US equities experienced a volatile session, led by a sharp intraday sell-off in the technology sector, which largely reversed by the close. The S&P 500 closed down -0.26% after trading as low as -2.27% intra-day, while the NASDAQ finished -0.97% lower. The Mag-7 group underperformed at -1.29%, and the Philly semiconductor index dropped -1.93%, though this was less severe than its intra-day low of -8.62% [1]. Despite the tech slump, nearly three-quarters of S&P 500 constituents rose, and the equal-weighted index rallied +0.76%, indicating a rotation into more defensive sectors [1]. S&P 500 (-0.28%) and NASDAQ 100 (-0.45%) futures were slightly lower the following morning [1].

Asia-Pacific markets mirrored the US tech sell-off, with major players like SoftBank and Samsung seeing significant declines. SoftBank lost 9% on the day, dragging Japan's Nikkei 225 lower, while South Korea's Kospi was heavily impacted [2]. There was no clear catalyst for the renewed selling, but investors are awaiting Oracle's earnings report for further direction [2].

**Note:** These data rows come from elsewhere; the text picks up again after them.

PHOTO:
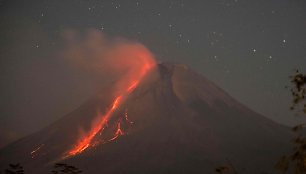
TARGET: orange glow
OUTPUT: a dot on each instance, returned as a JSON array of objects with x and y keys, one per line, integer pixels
[
  {"x": 132, "y": 86},
  {"x": 118, "y": 57},
  {"x": 118, "y": 133}
]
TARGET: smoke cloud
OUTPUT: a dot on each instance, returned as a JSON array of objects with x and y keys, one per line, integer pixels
[{"x": 107, "y": 58}]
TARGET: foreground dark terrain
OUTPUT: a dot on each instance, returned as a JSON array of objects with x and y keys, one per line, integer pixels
[{"x": 178, "y": 122}]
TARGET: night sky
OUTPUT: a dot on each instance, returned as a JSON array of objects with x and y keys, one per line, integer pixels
[{"x": 248, "y": 48}]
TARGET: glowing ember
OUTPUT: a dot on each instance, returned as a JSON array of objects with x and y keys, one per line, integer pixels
[
  {"x": 87, "y": 140},
  {"x": 118, "y": 133}
]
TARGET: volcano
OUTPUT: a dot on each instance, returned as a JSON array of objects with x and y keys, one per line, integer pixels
[{"x": 174, "y": 121}]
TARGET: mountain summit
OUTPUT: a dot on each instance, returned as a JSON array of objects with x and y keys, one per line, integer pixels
[{"x": 174, "y": 121}]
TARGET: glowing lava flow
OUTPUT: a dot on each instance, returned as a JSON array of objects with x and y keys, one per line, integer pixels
[
  {"x": 87, "y": 140},
  {"x": 118, "y": 133}
]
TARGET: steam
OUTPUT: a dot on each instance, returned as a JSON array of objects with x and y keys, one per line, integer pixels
[
  {"x": 126, "y": 61},
  {"x": 106, "y": 57}
]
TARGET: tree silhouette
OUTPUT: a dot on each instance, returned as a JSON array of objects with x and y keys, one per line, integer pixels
[{"x": 297, "y": 158}]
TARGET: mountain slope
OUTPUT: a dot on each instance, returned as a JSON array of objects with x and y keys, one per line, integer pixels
[{"x": 175, "y": 121}]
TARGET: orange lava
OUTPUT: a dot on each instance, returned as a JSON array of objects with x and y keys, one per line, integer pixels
[
  {"x": 85, "y": 142},
  {"x": 118, "y": 133},
  {"x": 130, "y": 84}
]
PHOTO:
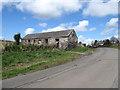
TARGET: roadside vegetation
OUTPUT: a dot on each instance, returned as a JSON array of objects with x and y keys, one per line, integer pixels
[
  {"x": 21, "y": 59},
  {"x": 82, "y": 49},
  {"x": 115, "y": 47}
]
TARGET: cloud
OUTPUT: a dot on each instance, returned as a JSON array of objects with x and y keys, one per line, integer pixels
[
  {"x": 1, "y": 37},
  {"x": 29, "y": 31},
  {"x": 43, "y": 24},
  {"x": 85, "y": 40},
  {"x": 43, "y": 9},
  {"x": 24, "y": 18},
  {"x": 81, "y": 27},
  {"x": 92, "y": 29},
  {"x": 100, "y": 9},
  {"x": 110, "y": 26}
]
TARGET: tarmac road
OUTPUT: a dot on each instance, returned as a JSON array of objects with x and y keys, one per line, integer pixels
[{"x": 99, "y": 70}]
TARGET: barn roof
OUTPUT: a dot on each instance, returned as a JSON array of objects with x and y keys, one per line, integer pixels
[{"x": 56, "y": 34}]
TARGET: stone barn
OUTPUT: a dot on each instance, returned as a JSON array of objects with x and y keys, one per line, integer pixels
[{"x": 64, "y": 39}]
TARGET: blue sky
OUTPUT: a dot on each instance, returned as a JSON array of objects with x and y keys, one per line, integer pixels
[{"x": 93, "y": 20}]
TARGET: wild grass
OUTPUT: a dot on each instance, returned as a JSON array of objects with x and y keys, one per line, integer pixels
[
  {"x": 15, "y": 63},
  {"x": 82, "y": 49},
  {"x": 117, "y": 47}
]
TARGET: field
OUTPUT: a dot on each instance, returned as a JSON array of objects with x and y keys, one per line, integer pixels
[
  {"x": 22, "y": 62},
  {"x": 82, "y": 49}
]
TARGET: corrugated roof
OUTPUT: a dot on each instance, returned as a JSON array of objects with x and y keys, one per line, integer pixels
[{"x": 55, "y": 34}]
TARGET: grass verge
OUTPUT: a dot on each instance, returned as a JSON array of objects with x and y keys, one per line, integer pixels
[
  {"x": 115, "y": 47},
  {"x": 82, "y": 49},
  {"x": 15, "y": 63}
]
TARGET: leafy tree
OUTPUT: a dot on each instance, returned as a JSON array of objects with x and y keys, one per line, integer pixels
[{"x": 17, "y": 38}]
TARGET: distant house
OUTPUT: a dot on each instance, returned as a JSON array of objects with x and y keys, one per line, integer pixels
[{"x": 62, "y": 39}]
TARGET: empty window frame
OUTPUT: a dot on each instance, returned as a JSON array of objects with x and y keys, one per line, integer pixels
[
  {"x": 57, "y": 40},
  {"x": 46, "y": 40}
]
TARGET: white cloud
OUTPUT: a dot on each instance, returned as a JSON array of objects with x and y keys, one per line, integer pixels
[
  {"x": 49, "y": 9},
  {"x": 92, "y": 29},
  {"x": 110, "y": 26},
  {"x": 24, "y": 18},
  {"x": 85, "y": 40},
  {"x": 1, "y": 37},
  {"x": 82, "y": 26},
  {"x": 100, "y": 9},
  {"x": 43, "y": 24},
  {"x": 29, "y": 31}
]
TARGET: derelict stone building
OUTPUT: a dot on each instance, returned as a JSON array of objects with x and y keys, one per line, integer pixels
[{"x": 62, "y": 39}]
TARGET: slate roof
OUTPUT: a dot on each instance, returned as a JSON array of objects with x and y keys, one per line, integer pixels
[{"x": 56, "y": 34}]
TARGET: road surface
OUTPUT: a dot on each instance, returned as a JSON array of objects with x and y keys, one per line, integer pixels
[{"x": 99, "y": 70}]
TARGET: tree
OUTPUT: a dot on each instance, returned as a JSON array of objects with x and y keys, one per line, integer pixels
[
  {"x": 107, "y": 42},
  {"x": 95, "y": 43},
  {"x": 17, "y": 38}
]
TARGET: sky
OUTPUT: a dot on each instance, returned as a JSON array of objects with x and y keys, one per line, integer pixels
[{"x": 91, "y": 19}]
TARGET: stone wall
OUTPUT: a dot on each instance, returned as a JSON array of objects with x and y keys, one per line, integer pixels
[{"x": 62, "y": 42}]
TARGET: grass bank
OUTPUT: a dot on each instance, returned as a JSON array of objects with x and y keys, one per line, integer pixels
[
  {"x": 115, "y": 47},
  {"x": 82, "y": 49},
  {"x": 15, "y": 63},
  {"x": 22, "y": 59}
]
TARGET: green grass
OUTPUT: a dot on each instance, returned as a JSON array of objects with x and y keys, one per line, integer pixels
[
  {"x": 115, "y": 47},
  {"x": 15, "y": 63},
  {"x": 82, "y": 49}
]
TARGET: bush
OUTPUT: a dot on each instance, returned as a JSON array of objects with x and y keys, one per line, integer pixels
[{"x": 22, "y": 47}]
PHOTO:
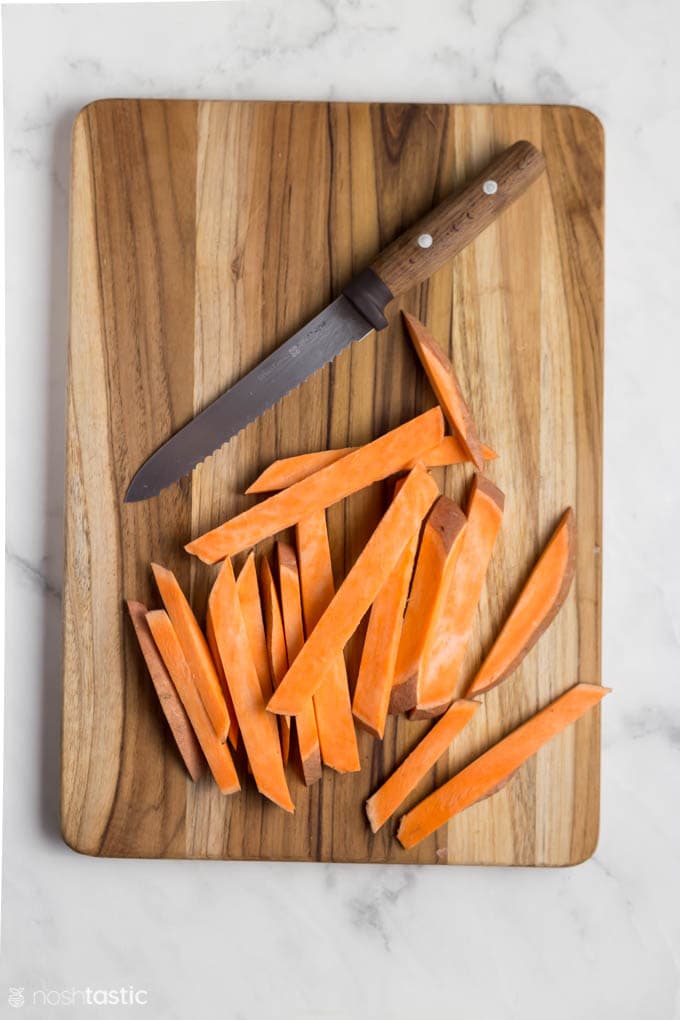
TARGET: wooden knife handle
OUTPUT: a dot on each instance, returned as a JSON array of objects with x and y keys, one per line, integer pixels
[{"x": 445, "y": 231}]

Geopolitical tensions escalated as Iran targeted Bahrain, Kuwait, and Jordan with missile attacks following US strikes after the downing of an Apache helicopter. US President Donald Trump claimed a peace deal with Iran is only "days" away, stating negotiations are in their final stages [2]. This contributed to oil market volatility, with US Energy Secretary Chris Wright noting increased oil traffic in the Strait of Hormuz [2].

China's wholesale prices surged at the fastest pace in nearly four years in May, driven by rising raw material costs linked to the Iran conflict and an AI investment boom. However, consumer inflation in China was below estimates [2]. In the US, inflation data due later today is expected to show the consumer price index topping 4% for the first time since May 2023 [2].

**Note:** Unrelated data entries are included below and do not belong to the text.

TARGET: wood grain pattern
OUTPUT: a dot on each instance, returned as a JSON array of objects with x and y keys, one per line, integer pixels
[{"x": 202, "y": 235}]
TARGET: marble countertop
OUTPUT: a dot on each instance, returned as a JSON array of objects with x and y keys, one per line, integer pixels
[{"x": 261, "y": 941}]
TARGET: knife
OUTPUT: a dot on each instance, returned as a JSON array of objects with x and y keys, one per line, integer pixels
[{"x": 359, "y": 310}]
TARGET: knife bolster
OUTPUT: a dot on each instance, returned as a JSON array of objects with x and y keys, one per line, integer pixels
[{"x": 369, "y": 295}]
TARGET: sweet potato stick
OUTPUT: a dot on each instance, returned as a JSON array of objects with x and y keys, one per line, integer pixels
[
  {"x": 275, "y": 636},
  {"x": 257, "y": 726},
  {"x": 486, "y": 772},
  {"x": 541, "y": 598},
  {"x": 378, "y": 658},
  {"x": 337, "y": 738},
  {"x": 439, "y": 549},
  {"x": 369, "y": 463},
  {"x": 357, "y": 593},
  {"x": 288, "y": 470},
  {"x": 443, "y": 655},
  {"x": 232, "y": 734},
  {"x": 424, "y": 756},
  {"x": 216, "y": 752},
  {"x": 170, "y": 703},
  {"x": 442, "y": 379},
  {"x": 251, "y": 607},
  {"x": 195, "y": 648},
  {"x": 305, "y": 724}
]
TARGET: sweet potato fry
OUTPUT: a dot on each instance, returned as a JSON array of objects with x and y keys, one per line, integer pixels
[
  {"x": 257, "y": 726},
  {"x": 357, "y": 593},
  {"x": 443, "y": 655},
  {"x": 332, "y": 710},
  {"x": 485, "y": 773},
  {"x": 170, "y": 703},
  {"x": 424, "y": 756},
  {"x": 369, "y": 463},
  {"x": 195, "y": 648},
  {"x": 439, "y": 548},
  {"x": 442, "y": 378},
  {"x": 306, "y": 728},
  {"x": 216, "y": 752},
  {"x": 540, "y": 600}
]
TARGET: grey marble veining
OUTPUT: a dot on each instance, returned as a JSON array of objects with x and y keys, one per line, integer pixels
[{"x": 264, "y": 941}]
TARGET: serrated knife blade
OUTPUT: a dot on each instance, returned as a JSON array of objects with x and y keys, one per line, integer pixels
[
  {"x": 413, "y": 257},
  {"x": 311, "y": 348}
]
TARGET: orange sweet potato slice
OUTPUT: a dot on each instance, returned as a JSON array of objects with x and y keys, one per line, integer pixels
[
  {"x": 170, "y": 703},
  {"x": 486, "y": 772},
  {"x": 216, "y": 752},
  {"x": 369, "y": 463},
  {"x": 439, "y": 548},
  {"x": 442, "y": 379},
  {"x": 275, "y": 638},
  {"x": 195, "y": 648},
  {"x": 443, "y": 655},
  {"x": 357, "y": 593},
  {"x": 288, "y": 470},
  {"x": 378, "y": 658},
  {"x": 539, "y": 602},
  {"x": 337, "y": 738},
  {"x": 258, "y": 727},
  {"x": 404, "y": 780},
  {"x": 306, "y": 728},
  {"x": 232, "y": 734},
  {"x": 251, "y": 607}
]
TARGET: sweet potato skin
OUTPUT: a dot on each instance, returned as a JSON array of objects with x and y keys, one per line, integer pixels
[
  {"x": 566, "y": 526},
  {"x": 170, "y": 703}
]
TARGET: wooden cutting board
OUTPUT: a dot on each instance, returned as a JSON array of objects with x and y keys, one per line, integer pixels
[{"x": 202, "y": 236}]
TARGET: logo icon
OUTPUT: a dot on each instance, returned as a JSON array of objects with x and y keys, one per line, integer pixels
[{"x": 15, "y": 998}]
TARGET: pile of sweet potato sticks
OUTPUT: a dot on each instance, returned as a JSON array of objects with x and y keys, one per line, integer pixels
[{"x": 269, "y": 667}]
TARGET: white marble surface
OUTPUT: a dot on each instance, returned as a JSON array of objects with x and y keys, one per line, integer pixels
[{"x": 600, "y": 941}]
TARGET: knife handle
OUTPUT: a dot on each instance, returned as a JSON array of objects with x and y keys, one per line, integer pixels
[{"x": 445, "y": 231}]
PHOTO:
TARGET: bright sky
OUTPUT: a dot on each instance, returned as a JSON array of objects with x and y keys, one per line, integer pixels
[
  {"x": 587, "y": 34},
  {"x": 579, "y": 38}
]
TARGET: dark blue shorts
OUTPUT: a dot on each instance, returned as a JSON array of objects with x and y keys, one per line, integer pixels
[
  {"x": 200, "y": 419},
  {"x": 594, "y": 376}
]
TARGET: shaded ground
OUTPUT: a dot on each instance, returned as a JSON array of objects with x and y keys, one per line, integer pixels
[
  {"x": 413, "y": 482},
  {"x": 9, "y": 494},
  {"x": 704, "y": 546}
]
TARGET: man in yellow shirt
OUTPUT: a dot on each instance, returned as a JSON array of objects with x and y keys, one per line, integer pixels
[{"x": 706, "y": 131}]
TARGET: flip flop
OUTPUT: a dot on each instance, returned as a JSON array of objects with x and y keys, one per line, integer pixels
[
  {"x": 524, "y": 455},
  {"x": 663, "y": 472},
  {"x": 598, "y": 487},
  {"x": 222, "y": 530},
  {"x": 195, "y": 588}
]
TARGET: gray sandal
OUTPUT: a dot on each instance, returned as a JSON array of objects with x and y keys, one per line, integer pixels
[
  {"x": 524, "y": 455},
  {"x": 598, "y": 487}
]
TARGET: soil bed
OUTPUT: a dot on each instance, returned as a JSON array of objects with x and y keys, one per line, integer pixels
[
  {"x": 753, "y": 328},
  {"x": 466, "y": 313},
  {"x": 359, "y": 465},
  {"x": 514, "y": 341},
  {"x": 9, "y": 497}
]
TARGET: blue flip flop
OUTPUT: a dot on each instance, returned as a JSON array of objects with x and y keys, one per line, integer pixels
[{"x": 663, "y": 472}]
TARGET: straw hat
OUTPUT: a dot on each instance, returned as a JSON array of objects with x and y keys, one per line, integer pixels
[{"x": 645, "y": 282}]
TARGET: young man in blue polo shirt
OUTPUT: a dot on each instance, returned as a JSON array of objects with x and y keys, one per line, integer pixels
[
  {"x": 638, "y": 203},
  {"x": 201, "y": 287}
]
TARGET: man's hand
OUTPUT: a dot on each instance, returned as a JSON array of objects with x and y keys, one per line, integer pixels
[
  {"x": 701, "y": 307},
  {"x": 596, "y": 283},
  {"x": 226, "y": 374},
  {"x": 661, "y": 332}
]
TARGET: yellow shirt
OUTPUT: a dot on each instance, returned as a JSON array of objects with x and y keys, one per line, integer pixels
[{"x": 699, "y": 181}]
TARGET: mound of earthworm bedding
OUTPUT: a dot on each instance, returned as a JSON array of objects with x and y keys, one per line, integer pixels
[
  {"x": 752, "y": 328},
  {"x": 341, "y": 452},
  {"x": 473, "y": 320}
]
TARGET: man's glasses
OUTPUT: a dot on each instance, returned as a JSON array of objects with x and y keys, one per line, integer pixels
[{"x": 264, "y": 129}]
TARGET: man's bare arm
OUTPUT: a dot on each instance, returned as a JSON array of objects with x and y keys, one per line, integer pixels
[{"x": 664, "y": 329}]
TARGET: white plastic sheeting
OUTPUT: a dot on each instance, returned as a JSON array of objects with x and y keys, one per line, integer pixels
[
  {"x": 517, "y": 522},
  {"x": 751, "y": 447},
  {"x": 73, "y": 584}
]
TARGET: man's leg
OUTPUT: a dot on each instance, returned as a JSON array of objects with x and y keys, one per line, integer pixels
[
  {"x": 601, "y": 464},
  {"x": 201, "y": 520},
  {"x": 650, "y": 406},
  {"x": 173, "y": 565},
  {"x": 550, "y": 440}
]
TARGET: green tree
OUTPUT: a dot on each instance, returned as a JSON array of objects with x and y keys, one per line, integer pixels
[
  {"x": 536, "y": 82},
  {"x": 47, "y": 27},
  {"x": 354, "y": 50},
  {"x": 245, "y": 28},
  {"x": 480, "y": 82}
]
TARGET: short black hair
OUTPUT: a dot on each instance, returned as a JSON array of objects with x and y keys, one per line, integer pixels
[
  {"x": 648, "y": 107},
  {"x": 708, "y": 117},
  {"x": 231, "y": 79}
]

SpaceX's IPO is set to raise a record sum at a historic valuation, with a fixed price of $135 per share and all shares ($75 billion worth) allocated to underwriters and asset managers before trading begins on Friday. Elon Musk will retain control as CEO [2]. Market sentiment remains cautious, with volatility and uncertainty driven by both geopolitical developments and the ongoing tech sector sell-off. Investors are closely monitoring support levels on major indices and upcoming earnings and inflation reports for further direction [2].

CONCLUSION

The tech-led sell-off has triggered broad volatility across global markets, with defensive sectors seeing rotation and Asia-Pacific stocks under pressure. Geopolitical tensions and upcoming earnings and inflation data are adding to uncertainty. Investors remain cautious, awaiting further clarity from Oracle's earnings and US inflation reports.